Video: Guidelines for Editing Auto-Generated Captions

Captions are the text of auditory information in a video, including words and non-speech sounds. Closed captions do not appear under a video by default but can be turned on by the viewer.

At the University of Minnesota, all uploaded videos should include captions that are:

accurate
complete
well-placed

After uploading videos to a platform with automatically-generated captions (e.g. YouTube, Kaltura, VoiceThread), follow this guide to proofread and edit your captions.

Depending on the platform you are using, you may allow other users to edit the captions.
- For more information, go to Kaltura: Manage Video Permissions.
The accuracy of auto-generated captions depends on the quality of the audio.
- For support on improving audio, go to Prepare for Recording Audio Voiceovers.

In this article:

Fix mistakes in spelling, add missing words, and fix punctuation.
Adjust captions to align with the audio.
Include speakers, non-speech sounds, and other auditory information.
Review the video with captions turned on

Editing Closed Captions Guidelines

Fix mistakes in spelling, add missing words, and fix punctuation

Automatically-generated captions will miss some speech sounds and misinterpret what the speaker is saying.

Ensure that all spoken words are correct and accurate.
Do not paraphrase or censor what the speaker is saying.

Adjust captions to align with the audio

Ensure each block of caption text is on-screen for between 1.5 and 6 seconds.
Generally, use no more than two lines in each block of text.
- Include a speaker identifier using a third line of captions.
Consider how phrases break across lines.
- Make lines of caption short and easy to read.
- Aim for five to six words per line, or about 32 characters per line.
- Break long caption lines into two shorter lines.
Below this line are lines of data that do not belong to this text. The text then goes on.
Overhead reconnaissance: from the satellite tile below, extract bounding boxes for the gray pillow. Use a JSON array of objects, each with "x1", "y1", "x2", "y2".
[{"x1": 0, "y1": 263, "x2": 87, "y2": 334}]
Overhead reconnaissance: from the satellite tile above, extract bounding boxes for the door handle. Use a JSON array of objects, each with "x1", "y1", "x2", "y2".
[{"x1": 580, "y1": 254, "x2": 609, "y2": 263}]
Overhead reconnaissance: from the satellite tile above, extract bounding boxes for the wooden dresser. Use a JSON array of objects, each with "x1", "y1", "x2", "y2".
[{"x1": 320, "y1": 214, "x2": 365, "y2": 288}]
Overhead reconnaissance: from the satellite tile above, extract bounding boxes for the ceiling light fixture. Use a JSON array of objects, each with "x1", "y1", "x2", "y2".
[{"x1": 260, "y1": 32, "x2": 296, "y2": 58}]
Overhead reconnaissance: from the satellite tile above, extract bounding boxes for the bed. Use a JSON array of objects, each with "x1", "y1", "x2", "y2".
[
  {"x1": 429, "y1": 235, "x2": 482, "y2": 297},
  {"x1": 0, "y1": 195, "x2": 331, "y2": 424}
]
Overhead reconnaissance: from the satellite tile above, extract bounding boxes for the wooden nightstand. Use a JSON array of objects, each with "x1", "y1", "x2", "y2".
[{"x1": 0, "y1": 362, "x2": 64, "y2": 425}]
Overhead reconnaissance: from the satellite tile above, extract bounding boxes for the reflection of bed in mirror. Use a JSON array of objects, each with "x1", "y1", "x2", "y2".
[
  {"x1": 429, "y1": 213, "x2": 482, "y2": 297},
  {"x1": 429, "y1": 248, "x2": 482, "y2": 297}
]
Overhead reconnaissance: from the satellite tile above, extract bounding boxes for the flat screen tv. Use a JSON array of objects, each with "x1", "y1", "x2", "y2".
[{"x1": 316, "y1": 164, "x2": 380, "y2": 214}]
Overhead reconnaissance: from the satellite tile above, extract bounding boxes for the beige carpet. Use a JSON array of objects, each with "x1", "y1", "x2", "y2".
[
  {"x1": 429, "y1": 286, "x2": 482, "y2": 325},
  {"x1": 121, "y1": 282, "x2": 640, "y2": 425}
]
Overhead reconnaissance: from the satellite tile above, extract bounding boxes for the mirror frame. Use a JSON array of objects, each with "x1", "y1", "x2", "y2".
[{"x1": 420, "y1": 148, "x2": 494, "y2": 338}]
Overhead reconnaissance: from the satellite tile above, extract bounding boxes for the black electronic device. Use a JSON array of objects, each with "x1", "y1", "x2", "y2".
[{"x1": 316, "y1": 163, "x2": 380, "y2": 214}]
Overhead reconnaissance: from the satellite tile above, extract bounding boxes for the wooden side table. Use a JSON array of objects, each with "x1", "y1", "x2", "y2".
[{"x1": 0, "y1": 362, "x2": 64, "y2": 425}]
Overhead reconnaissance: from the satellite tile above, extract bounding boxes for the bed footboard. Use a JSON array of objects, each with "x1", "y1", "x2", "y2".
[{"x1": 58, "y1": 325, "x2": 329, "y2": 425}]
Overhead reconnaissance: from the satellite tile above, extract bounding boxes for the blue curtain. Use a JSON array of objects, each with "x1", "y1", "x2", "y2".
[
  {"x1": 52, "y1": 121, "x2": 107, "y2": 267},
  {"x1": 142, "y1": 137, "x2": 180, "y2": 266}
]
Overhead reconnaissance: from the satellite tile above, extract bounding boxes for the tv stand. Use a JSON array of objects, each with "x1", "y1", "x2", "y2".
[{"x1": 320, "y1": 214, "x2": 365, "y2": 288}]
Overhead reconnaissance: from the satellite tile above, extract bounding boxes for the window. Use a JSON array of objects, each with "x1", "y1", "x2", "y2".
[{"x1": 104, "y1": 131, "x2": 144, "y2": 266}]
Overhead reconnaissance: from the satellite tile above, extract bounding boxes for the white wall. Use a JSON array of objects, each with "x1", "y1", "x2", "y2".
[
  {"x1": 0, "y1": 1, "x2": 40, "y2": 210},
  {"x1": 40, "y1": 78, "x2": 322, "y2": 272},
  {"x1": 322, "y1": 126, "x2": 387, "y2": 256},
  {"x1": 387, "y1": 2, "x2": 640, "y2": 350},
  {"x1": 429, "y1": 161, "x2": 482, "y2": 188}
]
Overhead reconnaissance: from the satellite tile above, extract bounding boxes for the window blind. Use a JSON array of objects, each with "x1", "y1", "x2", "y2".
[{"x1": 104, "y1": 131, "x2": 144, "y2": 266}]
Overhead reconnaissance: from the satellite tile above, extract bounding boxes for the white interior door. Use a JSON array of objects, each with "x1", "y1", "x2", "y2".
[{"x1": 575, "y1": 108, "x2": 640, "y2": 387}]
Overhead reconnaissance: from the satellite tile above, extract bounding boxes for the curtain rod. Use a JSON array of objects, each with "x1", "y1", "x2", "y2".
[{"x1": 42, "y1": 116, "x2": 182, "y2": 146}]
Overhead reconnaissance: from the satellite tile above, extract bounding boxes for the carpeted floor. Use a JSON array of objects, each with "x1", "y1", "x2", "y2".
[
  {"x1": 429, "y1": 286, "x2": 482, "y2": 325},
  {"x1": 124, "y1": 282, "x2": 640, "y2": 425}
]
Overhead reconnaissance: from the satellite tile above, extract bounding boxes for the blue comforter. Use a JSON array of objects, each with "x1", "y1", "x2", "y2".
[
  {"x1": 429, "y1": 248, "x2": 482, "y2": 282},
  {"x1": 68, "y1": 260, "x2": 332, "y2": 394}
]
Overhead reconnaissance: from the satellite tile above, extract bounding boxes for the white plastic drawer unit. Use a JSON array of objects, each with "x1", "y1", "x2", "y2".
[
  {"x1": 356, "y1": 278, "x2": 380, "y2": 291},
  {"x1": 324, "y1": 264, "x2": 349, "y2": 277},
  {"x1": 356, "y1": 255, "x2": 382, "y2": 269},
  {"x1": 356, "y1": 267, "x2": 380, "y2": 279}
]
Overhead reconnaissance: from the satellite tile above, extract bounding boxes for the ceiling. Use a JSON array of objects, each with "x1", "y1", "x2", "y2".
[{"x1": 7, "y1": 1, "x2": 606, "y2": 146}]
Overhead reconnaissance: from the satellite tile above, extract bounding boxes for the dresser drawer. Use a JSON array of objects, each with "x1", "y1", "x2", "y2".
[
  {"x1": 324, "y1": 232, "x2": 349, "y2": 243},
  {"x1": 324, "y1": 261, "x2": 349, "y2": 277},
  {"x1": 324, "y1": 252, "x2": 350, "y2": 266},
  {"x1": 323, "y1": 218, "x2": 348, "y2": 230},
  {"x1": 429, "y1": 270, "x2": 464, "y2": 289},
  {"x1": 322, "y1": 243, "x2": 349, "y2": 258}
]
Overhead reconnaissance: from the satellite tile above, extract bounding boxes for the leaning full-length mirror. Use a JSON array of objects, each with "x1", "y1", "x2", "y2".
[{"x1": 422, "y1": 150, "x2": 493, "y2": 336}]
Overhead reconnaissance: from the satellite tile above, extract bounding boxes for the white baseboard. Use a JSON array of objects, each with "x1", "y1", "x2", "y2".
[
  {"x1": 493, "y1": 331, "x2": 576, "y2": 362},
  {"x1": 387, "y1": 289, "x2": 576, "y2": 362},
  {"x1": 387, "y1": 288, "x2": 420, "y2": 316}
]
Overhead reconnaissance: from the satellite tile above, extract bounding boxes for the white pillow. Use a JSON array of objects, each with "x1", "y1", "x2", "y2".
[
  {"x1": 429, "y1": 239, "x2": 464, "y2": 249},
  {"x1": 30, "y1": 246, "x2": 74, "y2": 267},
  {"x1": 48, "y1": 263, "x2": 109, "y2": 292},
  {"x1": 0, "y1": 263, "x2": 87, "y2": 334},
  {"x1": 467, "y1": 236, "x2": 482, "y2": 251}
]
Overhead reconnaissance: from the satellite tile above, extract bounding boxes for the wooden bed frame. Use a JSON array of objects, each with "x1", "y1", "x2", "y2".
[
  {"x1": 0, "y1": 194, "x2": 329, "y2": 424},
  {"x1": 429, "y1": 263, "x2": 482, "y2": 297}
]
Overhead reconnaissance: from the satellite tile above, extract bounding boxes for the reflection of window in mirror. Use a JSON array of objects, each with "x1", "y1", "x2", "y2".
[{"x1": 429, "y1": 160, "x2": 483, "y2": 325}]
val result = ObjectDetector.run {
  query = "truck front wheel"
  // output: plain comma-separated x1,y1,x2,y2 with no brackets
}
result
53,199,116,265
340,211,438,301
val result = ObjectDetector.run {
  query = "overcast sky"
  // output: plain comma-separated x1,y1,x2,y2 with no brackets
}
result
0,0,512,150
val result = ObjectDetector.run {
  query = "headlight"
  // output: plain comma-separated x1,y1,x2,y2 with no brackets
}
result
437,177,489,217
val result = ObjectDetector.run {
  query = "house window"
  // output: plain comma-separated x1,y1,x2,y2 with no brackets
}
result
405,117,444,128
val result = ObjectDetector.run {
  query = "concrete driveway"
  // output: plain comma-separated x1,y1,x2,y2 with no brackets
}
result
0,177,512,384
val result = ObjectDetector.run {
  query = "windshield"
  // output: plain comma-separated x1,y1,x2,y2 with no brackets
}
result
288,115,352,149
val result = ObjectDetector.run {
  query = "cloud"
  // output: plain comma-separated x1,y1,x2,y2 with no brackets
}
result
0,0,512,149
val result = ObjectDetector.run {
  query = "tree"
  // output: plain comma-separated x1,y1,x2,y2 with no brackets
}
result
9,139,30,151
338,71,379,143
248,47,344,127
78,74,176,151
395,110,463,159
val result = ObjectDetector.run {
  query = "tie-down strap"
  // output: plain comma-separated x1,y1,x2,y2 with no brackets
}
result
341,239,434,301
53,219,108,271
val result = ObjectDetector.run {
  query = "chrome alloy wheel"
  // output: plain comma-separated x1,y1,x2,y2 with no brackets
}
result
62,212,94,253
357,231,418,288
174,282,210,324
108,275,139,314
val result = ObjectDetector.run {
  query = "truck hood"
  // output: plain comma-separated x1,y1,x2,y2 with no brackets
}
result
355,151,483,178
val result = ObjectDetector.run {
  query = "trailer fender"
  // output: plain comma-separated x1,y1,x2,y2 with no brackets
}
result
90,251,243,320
Consider:
  - Individual word length: some words are longer than others.
  - Sentence cadence: make sure the sentence break is at a logical point where speech normally pauses.

Inappropriate (too long):
She said I could order popcorn at the movie theatre.

Inappropriate (unnatural break):
She said I could order
popcorn at the movie theatre.

Appropriate:
She said I could order popcorn
at the movie theatre.

Refer to the Described and Captioned Media Program (DCMP) Captioning Key section on Line Division for a more detailed explanation and examples.

Include speakers, non-speech sounds, and other auditory information

Speakers

If there is more than one speaker, add speaker identifiers.
If it is unclear who is speaking, add speaker identifiers.
If the speaker's name is known, label it in parentheses.
If there is back-and-forth conversation between speakers, give each speaker their own block of text.
(Chee)
Put the pumpkin on the table.
(Darren)
Can you hand me the carving knife?
If names are unknown, use generic labels.
(Professor)
Turn to page 394.
If it's clear who's speaking on screen, they do not need to be identified.
- Use an angled bracket to identify the speaker.
  >Put the pumpkin on the table.
- Use a double-angled bracket if the speaker changes.
  >>Can you hand me the carving knife?

Sounds

Omit the sound's source if the source is visible on-screen.
Put non-speech sounds in brackets on their own line.
Example:
[Applause with cheering]
Include the sound's source description.
Example:
[Plane passing overhead]

Music

Use objective words to describe music.
Example:
[intense percussive music]
Caption lyrics verbatim.
Caption the performer and song title, if known.
Example:
[Prince singing "Sometimes It Snows in April"]

Review the video with captions turned on

Check the quality and accuracy of caption lines and non-speech sounds in your video.

Last modified

February 12, 2026

TDX ID

3070